Last year, the USAID program known as PREDICT was shuttered. The initiative was launched in 2009 and designed to improve the “detection and discovery of zoonotic viruses with pandemic potential.”
President Trump has proposed cuts in the CDC budget in each of his presidential budgets since taking office, and the FY-21 budget proposed a 16% overall reduction in funding for the CDC.
He may not have been totally successful to date, largely due to adult supervision by congress, but he sure is trying!
13
@Chris Conklin
PREDICT was operational at the time COVID-19 began.
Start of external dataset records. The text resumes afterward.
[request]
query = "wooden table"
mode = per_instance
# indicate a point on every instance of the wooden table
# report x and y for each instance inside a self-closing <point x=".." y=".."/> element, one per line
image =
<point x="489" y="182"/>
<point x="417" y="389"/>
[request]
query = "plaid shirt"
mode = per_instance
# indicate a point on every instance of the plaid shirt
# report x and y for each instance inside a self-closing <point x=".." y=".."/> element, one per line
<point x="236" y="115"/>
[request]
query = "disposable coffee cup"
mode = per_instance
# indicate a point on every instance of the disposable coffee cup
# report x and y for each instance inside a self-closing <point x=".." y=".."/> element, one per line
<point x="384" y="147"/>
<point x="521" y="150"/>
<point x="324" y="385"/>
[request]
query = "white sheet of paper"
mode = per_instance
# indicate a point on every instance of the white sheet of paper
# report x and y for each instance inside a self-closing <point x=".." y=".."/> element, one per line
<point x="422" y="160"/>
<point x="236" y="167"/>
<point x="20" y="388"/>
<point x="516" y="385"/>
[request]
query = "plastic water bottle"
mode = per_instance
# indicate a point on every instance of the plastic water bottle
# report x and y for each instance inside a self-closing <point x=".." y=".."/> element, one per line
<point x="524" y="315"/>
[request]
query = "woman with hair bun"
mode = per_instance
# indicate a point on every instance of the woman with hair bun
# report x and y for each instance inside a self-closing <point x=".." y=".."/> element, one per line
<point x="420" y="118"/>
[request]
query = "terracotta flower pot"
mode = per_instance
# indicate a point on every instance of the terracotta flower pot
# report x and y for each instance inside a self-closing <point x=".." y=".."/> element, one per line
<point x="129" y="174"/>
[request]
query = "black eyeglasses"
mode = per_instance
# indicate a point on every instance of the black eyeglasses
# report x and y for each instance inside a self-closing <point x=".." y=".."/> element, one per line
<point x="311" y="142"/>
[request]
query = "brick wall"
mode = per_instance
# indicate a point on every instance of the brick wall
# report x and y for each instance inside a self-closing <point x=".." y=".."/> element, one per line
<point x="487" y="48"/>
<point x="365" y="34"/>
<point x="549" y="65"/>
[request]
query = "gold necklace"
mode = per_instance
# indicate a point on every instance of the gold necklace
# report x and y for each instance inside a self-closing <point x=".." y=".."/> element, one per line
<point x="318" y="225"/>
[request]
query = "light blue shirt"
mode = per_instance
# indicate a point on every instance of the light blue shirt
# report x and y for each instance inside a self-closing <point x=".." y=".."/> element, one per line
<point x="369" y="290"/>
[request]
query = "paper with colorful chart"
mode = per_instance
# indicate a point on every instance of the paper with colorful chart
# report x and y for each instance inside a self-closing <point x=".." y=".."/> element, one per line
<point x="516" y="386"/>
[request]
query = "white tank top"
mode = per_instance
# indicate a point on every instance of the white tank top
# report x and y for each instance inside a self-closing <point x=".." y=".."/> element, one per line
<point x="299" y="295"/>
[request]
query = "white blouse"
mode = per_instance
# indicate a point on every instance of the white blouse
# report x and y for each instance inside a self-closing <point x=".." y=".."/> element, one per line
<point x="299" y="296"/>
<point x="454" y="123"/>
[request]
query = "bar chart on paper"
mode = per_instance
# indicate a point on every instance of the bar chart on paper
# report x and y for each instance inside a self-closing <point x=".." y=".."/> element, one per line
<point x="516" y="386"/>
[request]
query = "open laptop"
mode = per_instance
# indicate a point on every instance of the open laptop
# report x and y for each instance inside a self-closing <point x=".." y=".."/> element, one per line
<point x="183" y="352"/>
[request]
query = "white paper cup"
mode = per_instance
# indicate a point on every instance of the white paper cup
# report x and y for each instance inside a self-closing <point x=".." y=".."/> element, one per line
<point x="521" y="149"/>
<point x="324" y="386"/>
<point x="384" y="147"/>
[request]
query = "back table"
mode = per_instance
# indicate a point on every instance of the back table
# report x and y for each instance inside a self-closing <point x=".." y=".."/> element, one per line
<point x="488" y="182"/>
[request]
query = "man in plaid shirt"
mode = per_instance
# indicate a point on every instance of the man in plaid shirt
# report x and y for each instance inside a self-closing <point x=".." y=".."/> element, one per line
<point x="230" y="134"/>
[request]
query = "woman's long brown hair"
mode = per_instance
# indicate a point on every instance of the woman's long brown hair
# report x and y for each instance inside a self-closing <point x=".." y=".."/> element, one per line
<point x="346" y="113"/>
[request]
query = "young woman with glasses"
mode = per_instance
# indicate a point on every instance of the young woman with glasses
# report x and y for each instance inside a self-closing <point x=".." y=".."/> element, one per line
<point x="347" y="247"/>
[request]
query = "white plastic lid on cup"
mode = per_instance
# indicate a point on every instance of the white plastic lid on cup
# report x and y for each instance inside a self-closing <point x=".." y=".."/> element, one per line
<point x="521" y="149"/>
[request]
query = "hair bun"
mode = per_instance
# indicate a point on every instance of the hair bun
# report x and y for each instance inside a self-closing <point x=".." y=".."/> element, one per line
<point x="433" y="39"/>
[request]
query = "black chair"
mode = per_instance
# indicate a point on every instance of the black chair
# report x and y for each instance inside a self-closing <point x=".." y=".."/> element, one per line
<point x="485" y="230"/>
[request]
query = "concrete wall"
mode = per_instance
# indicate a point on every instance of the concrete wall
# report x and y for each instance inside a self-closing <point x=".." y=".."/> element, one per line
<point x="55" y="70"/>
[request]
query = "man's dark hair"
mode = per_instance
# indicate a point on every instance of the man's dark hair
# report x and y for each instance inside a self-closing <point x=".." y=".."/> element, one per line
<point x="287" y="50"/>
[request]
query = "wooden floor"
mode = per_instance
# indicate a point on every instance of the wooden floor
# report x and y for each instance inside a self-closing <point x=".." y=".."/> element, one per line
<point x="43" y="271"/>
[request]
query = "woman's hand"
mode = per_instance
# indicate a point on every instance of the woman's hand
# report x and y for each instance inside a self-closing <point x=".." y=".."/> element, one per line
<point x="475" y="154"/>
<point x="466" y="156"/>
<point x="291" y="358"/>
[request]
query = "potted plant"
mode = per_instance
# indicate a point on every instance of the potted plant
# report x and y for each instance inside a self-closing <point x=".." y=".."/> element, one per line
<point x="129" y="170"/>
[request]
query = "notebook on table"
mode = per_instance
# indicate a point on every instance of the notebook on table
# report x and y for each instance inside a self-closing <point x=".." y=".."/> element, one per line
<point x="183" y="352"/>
Clearly, in this instance PREDICT failed.
I support programs like PREDICT and their goals, but they don't always succeed, and it is simply counterfactual to imply, as you do, a positive link between PREDICT's demise and the outbreak of COVID-19.
1
The key to your analysis is your conclusion that only effective health efforts to contain the virus can make room for economic tools. Fair enough. Problem is the virus seems bound to spread all over the globe sooner or later. Communal transmission and reinfection of recovering patients doom any near term containment cure. Only an eventual vaccine can do it. That's many months -or years- away.
Keep fingers crossed.
5
@AR
With most viral diseases, infection induces immunity to re-infection for a period of decades.
5
Maybe some day our society will champion financial responsibility and teach our children personal finance in school. That way everyone would have 3 to 6 months of expenses saved for emergencies like this instead of being thousands in debt.
23
Not possible on a low wage job. People can’t make ends meet.
70
So Trump and Congress need to pass an infrastructure bill to help boost economy not pressure Fed to cut rates which wont help fill the shelves. Lets try for a green New Deal to boost our technological competitiveness vs China
80
If you’ve listened or read snippets of speakers at the Republican CPAC, any Green New Deal would be dead in the water for them, and they wasted no time telling their base, that’s its a bunch of baloney, even worse.